I built a small program (~1000 LOC) using GCC 11.1 and ran it for many iterations both with and without enabling -march=native
but overall there was no difference in terms of program execution time (measured in milliseconds). But why? Because it's single-threaded? Or is my stone age hardware (1st gen i5, Westmere microarchitecture with no AVX stuff) not capable enough?

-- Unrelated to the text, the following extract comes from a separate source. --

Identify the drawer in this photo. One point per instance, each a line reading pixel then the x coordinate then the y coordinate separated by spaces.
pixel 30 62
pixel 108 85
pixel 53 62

A few lines from my Makefile:
CXX = g++
CXXFLAGS = -c -std=c++20 -Wall -Wextra -Wpedantic -Wconversion -Wshadow -O3 -march=native -flto
LDFLAGS = -O3 -flto
Here (Compiler Explorer) is a free function from the program for which GCC does not generate SSE instructions:
[[ nodiscard ]] size_t
tokenize_fast( const std::string_view inputStr, const std::span< std::string_view > foundTokens_OUT,
const size_t expectedTokenCount ) noexcept
{
size_t foundTokensCount { };
if ( inputStr.empty( ) ) [[ unlikely ]]
{
return foundTokensCount = 0;
}
static constexpr std::string_view delimiter { " \t" };
size_t start { inputStr.find_first_not_of( delimiter ) };
size_t end { };
for ( size_t idx { }; start != std::string_view::npos && foundTokensCount < expectedTokenCount; ++idx )
{
end = inputStr.find_first_of( delimiter, start );
foundTokens_OUT[ idx ] = inputStr.substr( start, end - start );
++foundTokensCount;
start = inputStr.find_first_not_of( delimiter, end );
}
if ( start != std::string_view::npos )
{
return std::numeric_limits<size_t>::max( );
}
return foundTokensCount;
}
I want to know why? Maybe because it's not possible to vectorize such code?
Also, another thing I want to mention is that the size of the final executable did not change at all and I even tried -march=westmere
and -march=alderlake
to see if makes any difference in size but GCC generated it with the same size.